7 things you need to know about the Olympic Women's Golf Competition
If you paid attention to even one minute of the Olympic men's golf coverage last week, you probably know that Justin Rose won the first golf gold medal in 112 years. But you probably don't know that someone will end an even longer drought on the women's side this week. American Margaret Abbott is the only woman ever to win the Olympic golf competition, doing so in 1900. Abbott was also the first woman to win an Olympic gold medal. Well, sort of.
Abbott actually took home a porcelain bowl for winning the nine-hole event in Paris, because there were no Olympic gold medals yet. Bummer. But fast forward 116 years and we'll finally see another Olympic champ in women's golf. And to prepare for the tournament, here are seven other things you actually need to know.
1. The women's field is much stronger than the men's.
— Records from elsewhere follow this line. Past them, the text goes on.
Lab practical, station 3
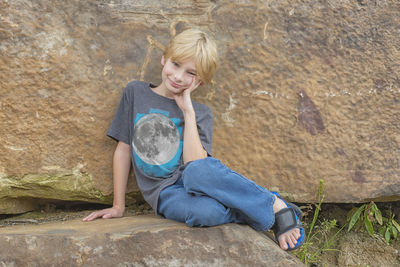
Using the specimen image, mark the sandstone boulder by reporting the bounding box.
[0,0,400,213]
[0,216,303,267]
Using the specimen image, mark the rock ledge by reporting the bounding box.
[0,215,302,266]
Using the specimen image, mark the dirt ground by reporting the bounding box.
[0,202,400,267]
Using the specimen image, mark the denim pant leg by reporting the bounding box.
[158,179,236,226]
[182,157,275,231]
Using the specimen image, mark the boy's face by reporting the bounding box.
[161,56,197,94]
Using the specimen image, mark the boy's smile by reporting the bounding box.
[154,56,197,98]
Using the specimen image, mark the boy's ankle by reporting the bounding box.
[272,195,287,216]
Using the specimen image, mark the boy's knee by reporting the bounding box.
[185,205,229,227]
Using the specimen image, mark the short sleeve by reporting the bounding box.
[196,105,213,156]
[107,86,133,144]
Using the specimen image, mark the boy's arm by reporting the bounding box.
[83,141,131,222]
[182,110,207,163]
[174,79,207,163]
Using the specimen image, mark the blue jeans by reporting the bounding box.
[158,157,275,231]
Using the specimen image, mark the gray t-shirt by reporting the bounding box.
[107,81,213,213]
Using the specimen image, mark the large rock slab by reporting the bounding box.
[0,0,400,213]
[0,215,303,267]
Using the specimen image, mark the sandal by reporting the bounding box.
[271,192,306,251]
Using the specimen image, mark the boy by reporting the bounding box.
[83,29,305,250]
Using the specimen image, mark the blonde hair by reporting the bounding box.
[164,29,218,83]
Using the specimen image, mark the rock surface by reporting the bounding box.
[0,0,400,213]
[0,216,303,267]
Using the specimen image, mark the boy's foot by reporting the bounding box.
[273,195,301,250]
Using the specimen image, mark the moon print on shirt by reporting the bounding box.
[132,112,182,177]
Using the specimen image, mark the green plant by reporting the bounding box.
[347,201,400,243]
[379,210,400,244]
[293,180,343,265]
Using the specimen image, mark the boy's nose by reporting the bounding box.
[174,71,183,82]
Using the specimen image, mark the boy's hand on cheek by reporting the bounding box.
[174,77,201,113]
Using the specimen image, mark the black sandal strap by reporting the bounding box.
[272,208,299,239]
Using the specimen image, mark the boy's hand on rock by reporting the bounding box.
[82,207,124,222]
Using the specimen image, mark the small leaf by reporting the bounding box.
[347,205,365,231]
[392,219,400,232]
[364,214,374,237]
[379,227,386,237]
[375,207,383,225]
[346,207,359,221]
[385,228,390,244]
[392,225,398,239]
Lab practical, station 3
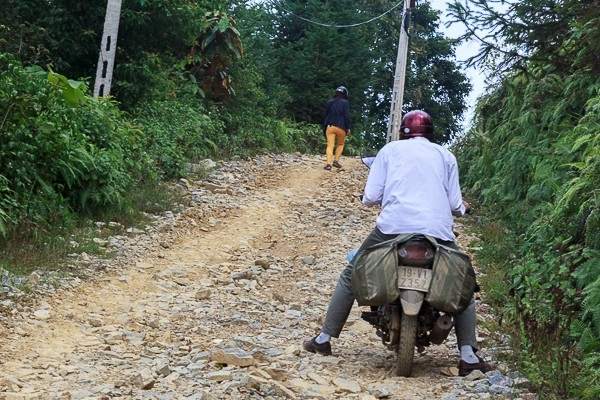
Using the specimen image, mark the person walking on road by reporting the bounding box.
[323,86,351,171]
[303,110,494,376]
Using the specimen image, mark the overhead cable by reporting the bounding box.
[268,0,403,28]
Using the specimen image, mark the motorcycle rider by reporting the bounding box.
[303,110,494,376]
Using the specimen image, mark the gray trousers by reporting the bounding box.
[322,227,477,350]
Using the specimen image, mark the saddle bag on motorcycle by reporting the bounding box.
[425,244,477,314]
[351,236,400,307]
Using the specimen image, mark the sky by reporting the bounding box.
[430,0,485,126]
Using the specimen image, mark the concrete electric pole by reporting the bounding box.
[387,0,415,143]
[94,0,122,98]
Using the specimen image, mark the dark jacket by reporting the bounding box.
[323,97,351,131]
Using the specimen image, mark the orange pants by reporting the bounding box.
[325,125,346,164]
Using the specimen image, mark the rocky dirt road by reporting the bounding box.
[0,155,519,400]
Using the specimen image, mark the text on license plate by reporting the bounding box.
[398,267,432,292]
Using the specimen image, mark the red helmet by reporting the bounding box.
[400,110,433,139]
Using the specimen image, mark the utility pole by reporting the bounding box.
[94,0,122,98]
[387,0,415,143]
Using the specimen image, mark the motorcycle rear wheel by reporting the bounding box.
[396,313,418,377]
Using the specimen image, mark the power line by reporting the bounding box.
[268,0,403,28]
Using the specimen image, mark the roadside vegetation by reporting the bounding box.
[453,0,600,399]
[0,0,600,399]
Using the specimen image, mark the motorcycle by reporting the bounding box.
[348,152,474,377]
[354,236,454,377]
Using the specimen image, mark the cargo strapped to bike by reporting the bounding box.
[351,234,476,314]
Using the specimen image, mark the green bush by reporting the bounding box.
[0,55,149,233]
[134,100,224,178]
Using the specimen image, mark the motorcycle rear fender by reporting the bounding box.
[400,290,425,315]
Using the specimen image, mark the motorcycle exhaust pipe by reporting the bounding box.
[429,314,454,344]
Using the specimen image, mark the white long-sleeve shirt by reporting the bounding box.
[363,137,465,241]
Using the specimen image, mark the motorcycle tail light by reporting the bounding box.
[398,242,435,267]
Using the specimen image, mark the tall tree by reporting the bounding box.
[264,0,470,148]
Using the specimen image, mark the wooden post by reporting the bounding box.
[387,0,415,143]
[94,0,122,98]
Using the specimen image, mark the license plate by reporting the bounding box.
[398,266,432,292]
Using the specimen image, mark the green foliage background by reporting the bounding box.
[454,0,600,399]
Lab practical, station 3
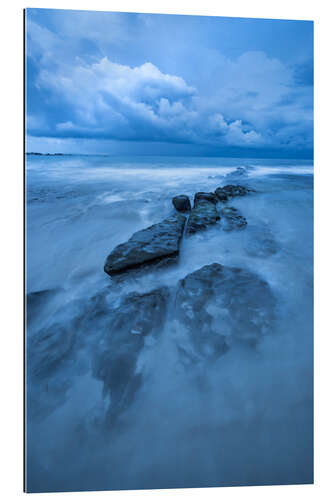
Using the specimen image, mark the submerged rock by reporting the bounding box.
[245,225,279,258]
[215,184,251,201]
[172,194,191,212]
[186,193,220,234]
[93,287,168,416]
[194,191,218,207]
[175,263,275,358]
[215,188,228,202]
[104,214,186,276]
[222,207,247,231]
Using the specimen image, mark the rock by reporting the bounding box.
[92,287,169,416]
[104,214,186,276]
[194,191,218,208]
[215,184,251,201]
[175,263,275,359]
[215,188,228,203]
[245,225,279,258]
[172,194,191,212]
[186,193,220,234]
[222,207,247,231]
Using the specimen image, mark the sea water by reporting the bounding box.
[26,155,313,491]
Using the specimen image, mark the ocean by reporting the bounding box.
[26,155,313,492]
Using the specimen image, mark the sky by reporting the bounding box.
[26,9,313,158]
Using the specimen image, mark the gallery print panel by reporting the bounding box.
[25,9,313,492]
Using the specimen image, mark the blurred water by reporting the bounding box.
[26,156,313,491]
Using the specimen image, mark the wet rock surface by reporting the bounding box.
[93,287,169,417]
[175,263,275,358]
[186,192,221,234]
[172,194,191,212]
[215,184,251,201]
[245,226,279,258]
[222,207,247,231]
[104,214,186,276]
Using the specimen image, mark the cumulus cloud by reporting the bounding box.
[28,11,313,152]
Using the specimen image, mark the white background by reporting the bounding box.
[0,0,333,500]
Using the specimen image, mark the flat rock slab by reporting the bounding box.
[186,193,221,234]
[92,287,169,418]
[172,194,191,212]
[222,207,247,231]
[104,214,186,276]
[175,263,275,358]
[215,184,251,201]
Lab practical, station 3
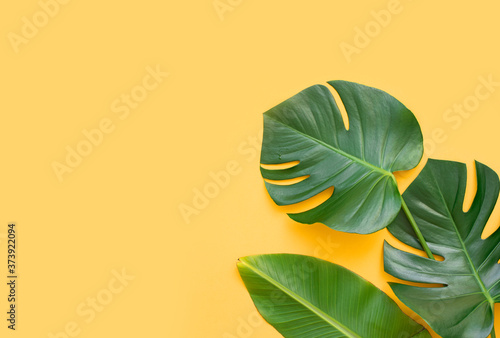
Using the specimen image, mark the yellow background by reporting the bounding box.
[0,0,500,338]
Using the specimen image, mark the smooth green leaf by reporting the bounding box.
[238,254,430,338]
[384,160,500,337]
[261,81,423,234]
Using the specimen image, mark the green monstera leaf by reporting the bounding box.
[261,81,423,234]
[238,254,431,338]
[384,160,500,337]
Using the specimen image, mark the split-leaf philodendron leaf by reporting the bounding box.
[261,81,423,234]
[238,254,431,338]
[384,160,500,337]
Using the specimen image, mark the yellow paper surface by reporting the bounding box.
[0,0,500,338]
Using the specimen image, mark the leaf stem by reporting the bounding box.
[401,195,436,260]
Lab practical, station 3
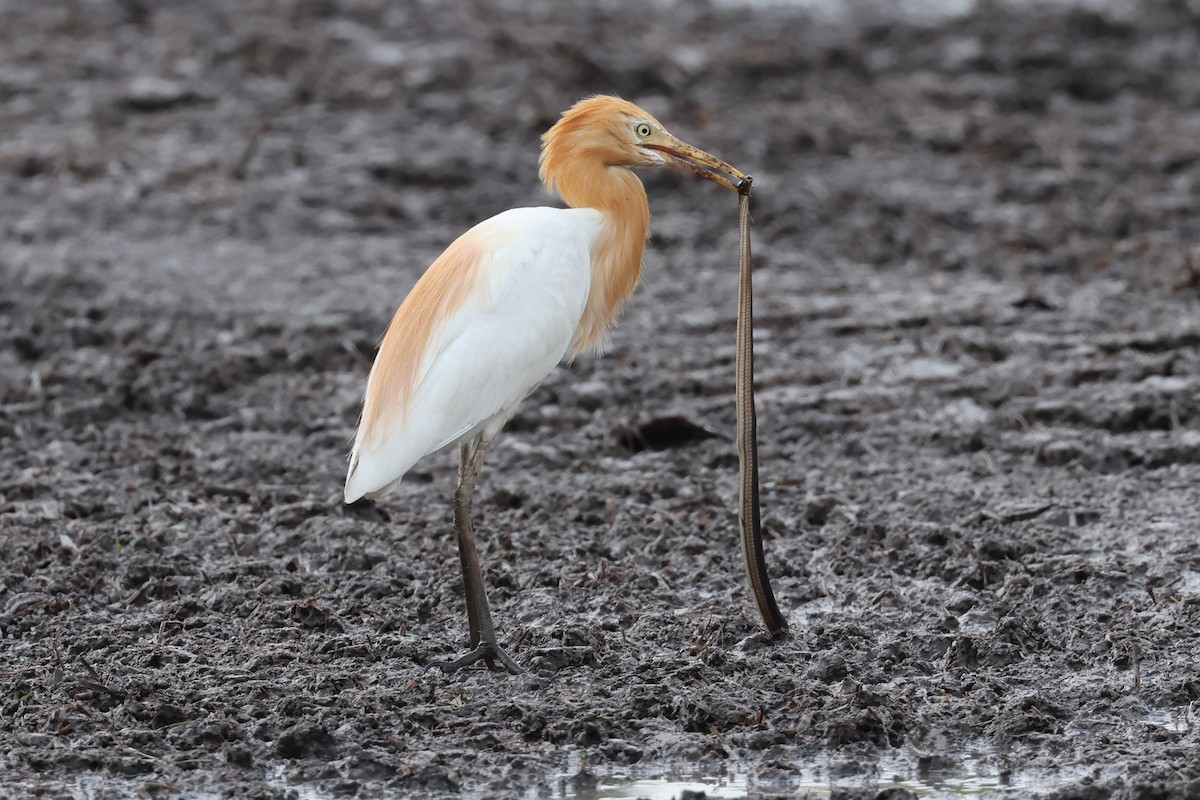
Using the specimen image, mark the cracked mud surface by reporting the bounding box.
[0,0,1200,800]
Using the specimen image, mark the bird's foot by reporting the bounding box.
[426,642,524,675]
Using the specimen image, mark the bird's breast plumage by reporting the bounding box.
[346,207,605,503]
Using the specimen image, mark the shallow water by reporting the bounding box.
[540,757,1090,800]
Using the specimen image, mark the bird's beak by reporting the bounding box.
[642,134,750,193]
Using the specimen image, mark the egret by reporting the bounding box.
[346,96,749,673]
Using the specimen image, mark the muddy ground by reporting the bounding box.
[0,0,1200,800]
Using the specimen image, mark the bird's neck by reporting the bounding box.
[554,163,650,357]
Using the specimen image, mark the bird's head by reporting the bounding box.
[539,95,750,196]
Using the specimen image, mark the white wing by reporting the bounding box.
[346,209,601,503]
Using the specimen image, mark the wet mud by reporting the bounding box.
[0,0,1200,800]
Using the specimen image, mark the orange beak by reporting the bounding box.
[643,136,751,194]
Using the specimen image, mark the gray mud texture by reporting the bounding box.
[0,0,1200,800]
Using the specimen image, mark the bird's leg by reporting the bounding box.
[430,434,522,674]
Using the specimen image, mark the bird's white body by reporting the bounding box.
[346,96,749,673]
[346,207,605,503]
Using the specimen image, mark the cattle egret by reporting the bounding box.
[346,96,748,673]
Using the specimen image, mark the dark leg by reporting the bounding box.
[430,435,522,675]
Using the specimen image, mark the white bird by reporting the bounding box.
[346,96,748,673]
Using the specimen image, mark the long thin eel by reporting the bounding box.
[736,178,787,633]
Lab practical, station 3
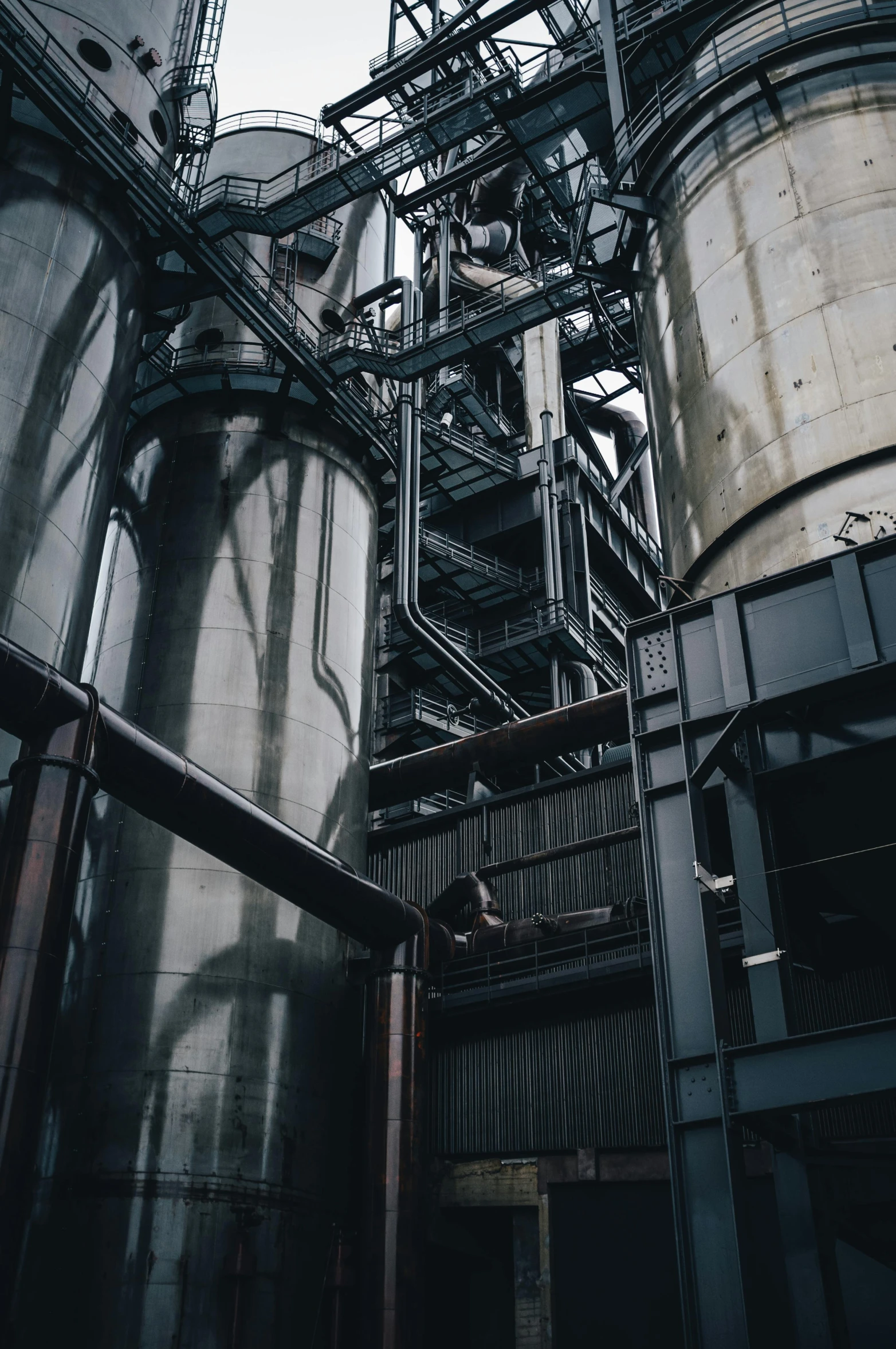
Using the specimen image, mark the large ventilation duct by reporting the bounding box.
[18,119,384,1349]
[0,0,200,798]
[635,30,896,595]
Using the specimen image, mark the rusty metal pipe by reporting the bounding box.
[361,932,428,1349]
[370,689,629,809]
[0,691,100,1326]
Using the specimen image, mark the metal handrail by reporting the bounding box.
[196,22,596,233]
[376,688,497,735]
[0,0,392,460]
[420,527,544,594]
[384,601,627,688]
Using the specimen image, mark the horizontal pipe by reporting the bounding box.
[0,637,422,948]
[370,689,629,811]
[476,824,641,881]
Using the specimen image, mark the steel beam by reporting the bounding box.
[725,1017,896,1121]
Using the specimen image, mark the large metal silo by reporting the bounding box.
[16,119,384,1349]
[0,0,200,777]
[637,28,896,595]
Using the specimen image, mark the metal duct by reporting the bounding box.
[370,689,629,811]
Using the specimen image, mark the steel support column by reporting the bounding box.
[360,915,428,1349]
[0,689,99,1327]
[713,595,834,1349]
[634,726,749,1349]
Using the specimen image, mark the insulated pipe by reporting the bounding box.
[0,691,99,1321]
[539,437,557,605]
[360,932,428,1349]
[0,637,421,947]
[539,407,563,707]
[370,688,629,811]
[541,407,563,602]
[375,277,526,717]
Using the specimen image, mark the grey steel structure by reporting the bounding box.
[626,541,896,1345]
[0,0,896,1349]
[16,117,384,1349]
[638,4,896,595]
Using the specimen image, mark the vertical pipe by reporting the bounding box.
[361,923,428,1349]
[539,413,557,610]
[0,689,99,1327]
[541,407,563,617]
[439,205,451,329]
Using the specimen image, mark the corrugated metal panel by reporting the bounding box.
[432,970,896,1156]
[368,765,896,1156]
[368,765,645,919]
[432,1006,665,1156]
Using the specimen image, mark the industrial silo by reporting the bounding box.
[637,18,896,595]
[0,0,201,777]
[18,115,384,1349]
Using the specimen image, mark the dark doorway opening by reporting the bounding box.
[551,1181,684,1349]
[426,1207,514,1349]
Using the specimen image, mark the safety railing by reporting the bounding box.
[384,601,626,688]
[216,108,328,140]
[422,414,517,477]
[432,901,744,1010]
[320,260,590,360]
[0,0,394,460]
[588,572,631,629]
[603,0,896,186]
[194,21,610,228]
[420,529,544,594]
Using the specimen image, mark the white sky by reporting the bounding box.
[216,0,644,419]
[216,0,388,117]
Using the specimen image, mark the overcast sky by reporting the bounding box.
[216,0,388,117]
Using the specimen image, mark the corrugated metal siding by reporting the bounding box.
[368,765,896,1156]
[368,765,645,919]
[432,1006,665,1156]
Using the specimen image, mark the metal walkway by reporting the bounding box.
[194,31,608,239]
[320,262,631,381]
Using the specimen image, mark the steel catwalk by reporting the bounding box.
[19,394,376,1349]
[637,46,896,595]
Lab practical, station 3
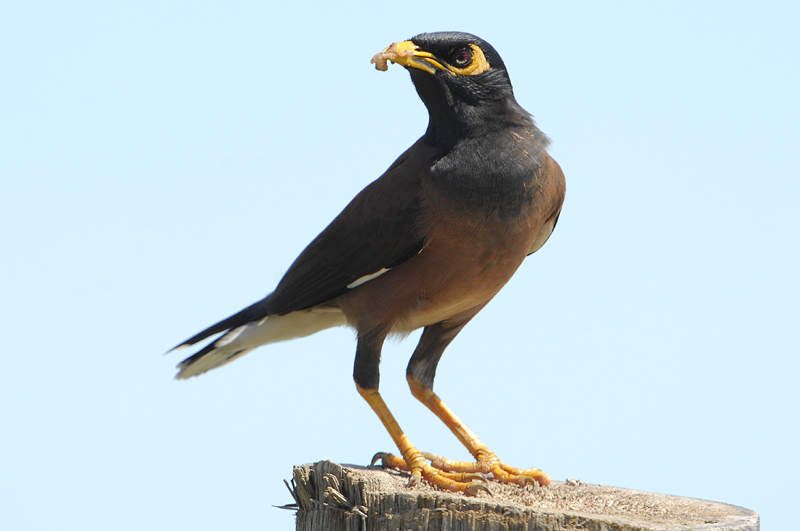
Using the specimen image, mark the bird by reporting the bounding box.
[170,32,566,495]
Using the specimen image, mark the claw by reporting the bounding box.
[369,452,394,466]
[464,482,494,497]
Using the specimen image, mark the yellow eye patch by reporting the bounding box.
[447,44,492,76]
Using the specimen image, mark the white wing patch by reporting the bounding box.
[347,267,389,289]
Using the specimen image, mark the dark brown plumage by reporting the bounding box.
[171,33,565,494]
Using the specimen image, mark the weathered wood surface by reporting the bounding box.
[291,461,759,531]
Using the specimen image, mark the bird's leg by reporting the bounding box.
[372,320,550,485]
[353,326,489,495]
[408,377,550,485]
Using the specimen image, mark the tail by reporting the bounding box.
[169,297,346,379]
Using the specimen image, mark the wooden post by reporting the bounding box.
[287,461,759,531]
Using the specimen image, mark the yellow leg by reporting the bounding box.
[356,384,491,496]
[408,377,551,485]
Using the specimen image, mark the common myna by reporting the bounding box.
[175,32,566,494]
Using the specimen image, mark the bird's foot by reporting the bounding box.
[372,452,551,496]
[422,450,551,487]
[370,452,492,496]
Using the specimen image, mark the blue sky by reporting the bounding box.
[0,1,800,529]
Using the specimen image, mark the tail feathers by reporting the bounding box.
[167,295,269,354]
[173,308,347,379]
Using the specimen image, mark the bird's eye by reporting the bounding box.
[453,48,472,68]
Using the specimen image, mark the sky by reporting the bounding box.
[0,0,800,530]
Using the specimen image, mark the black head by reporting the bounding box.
[373,32,532,147]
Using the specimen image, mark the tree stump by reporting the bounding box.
[287,461,759,531]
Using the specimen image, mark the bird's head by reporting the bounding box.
[372,32,530,145]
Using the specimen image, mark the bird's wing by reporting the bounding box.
[265,144,425,315]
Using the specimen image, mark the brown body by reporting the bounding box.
[172,33,566,494]
[330,143,566,333]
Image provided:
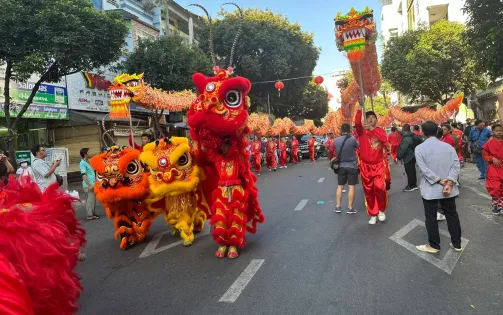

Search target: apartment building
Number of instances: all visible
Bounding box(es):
[380,0,467,45]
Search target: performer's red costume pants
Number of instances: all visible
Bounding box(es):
[279,151,288,166]
[360,161,388,216]
[389,144,399,161]
[292,150,299,164]
[265,154,278,169]
[253,153,262,173]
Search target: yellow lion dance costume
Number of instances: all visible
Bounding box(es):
[140,137,208,246]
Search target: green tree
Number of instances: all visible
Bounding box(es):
[382,20,487,103]
[200,9,323,118]
[381,28,425,98]
[0,0,128,156]
[463,0,503,80]
[124,35,212,91]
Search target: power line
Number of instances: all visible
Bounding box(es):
[252,72,333,84]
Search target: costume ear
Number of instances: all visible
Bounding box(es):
[192,73,208,94]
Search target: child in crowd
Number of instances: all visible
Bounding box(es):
[482,124,503,215]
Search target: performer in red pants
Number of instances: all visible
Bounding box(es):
[291,136,299,164]
[279,139,288,168]
[388,127,402,162]
[252,137,262,175]
[265,137,278,171]
[307,135,314,162]
[355,110,389,224]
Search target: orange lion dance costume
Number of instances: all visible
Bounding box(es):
[187,4,264,258]
[90,146,157,249]
[0,176,85,315]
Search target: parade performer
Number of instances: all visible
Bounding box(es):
[355,110,389,224]
[140,137,209,246]
[252,136,262,175]
[290,136,299,164]
[307,135,315,162]
[388,127,402,162]
[0,175,85,315]
[326,132,335,161]
[90,146,157,249]
[187,4,265,258]
[279,139,288,168]
[482,124,503,215]
[265,137,278,171]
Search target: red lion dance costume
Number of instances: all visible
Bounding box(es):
[0,176,85,315]
[187,5,264,258]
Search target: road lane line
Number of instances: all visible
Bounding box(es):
[294,199,309,211]
[218,259,264,303]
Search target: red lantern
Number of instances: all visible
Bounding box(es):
[314,75,323,85]
[274,81,285,96]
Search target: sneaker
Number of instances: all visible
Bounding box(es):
[451,243,464,252]
[403,186,417,191]
[492,205,501,215]
[377,211,386,222]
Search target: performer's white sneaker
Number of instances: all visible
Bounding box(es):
[369,216,377,224]
[377,211,386,222]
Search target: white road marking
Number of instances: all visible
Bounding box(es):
[294,199,309,211]
[218,259,264,303]
[139,221,210,258]
[390,219,469,275]
[461,185,492,199]
[470,205,499,224]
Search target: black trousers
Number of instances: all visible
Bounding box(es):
[423,197,461,249]
[404,158,417,187]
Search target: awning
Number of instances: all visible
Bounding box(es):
[70,109,146,124]
[166,122,189,130]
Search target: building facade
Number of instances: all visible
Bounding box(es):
[381,0,467,45]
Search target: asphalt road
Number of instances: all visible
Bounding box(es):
[77,160,503,315]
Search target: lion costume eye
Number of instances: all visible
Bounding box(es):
[225,90,242,108]
[157,157,168,168]
[126,161,140,175]
[176,153,190,168]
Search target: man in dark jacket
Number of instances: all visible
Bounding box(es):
[397,124,420,191]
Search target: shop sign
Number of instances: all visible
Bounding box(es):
[0,79,68,119]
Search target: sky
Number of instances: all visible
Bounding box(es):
[175,0,381,75]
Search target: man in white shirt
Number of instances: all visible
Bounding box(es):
[31,145,61,191]
[415,121,463,254]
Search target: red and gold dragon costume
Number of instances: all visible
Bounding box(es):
[187,4,265,258]
[140,137,209,246]
[0,176,85,315]
[90,146,157,249]
[108,73,196,119]
[248,8,463,136]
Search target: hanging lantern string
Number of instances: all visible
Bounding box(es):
[252,72,333,84]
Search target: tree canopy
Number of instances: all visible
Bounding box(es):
[463,0,503,80]
[200,9,328,119]
[124,35,212,91]
[0,0,128,141]
[382,20,486,103]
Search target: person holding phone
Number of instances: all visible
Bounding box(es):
[31,144,61,191]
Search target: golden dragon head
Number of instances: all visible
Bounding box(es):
[108,73,146,119]
[334,7,377,60]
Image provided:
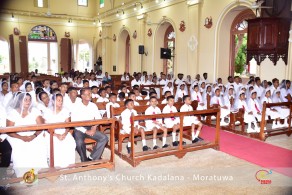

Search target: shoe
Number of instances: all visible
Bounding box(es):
[246,128,257,133]
[198,136,204,141]
[142,146,151,152]
[162,144,169,148]
[126,145,131,154]
[272,124,279,129]
[192,137,200,144]
[220,121,228,126]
Whereas six of the top 10 in the Official World Golf Ranking didn't play in the men's event, the top nine players in the Rolex Ranking (which uses a similar calculation) will tee it up in Rio this week. That number would be even more stout, but No. 10, Ha Na Jang, wasn't eligible because she was only ranked fifth among South Korean women. Further evidence of the strength of this week's 60-woman field is how much more valuable this tournament is worth. Whereas the men's event actually awarded fewer world ranking points than the Travelers Championship the week prior, there are a lot more points at stake for the women.
2. The women's schedule is even crazier than the men's.
A hectic summer schedule was part of the reason for poor attendance on the men's side, but the women are in the midst of arguably an even busier stretch of golf. With the U.S. Women's Open, Women's British Open and next month's Evian Championship, the Olympics competition sits in between three majors in a two-month stretch. Plus, there was also last month's International Crown in which most of the top players competed. By the way, unlike the men's event, the Olympic women's golf competition starts on Wednesday and ends on Saturday to avoid Sunday's closing ceremony. Again, the tournament ends on Saturday, NOT Sunday. Set your DVRs accordingly, and don't say we didn't warn you.
3. South Korea is the only country sending four players.
South Korea is the U.S. of the women's competition, sending the maximum number of golfers. The team is led by Inbee Park, although her status is a bit up in the air after an injured left thumb forced her to sit out the past two majors and the International Crown. As mentioned, the race to make the South Korean team was so competitive that Ha Na Jang, currently ranked 10th in the world, didn't qualify. Neither did World No. 12 So Yeon Ryu, No. 13 Sung Hyun Park, and No. 16 Bo-Mee Lee. Not a bad B-squad.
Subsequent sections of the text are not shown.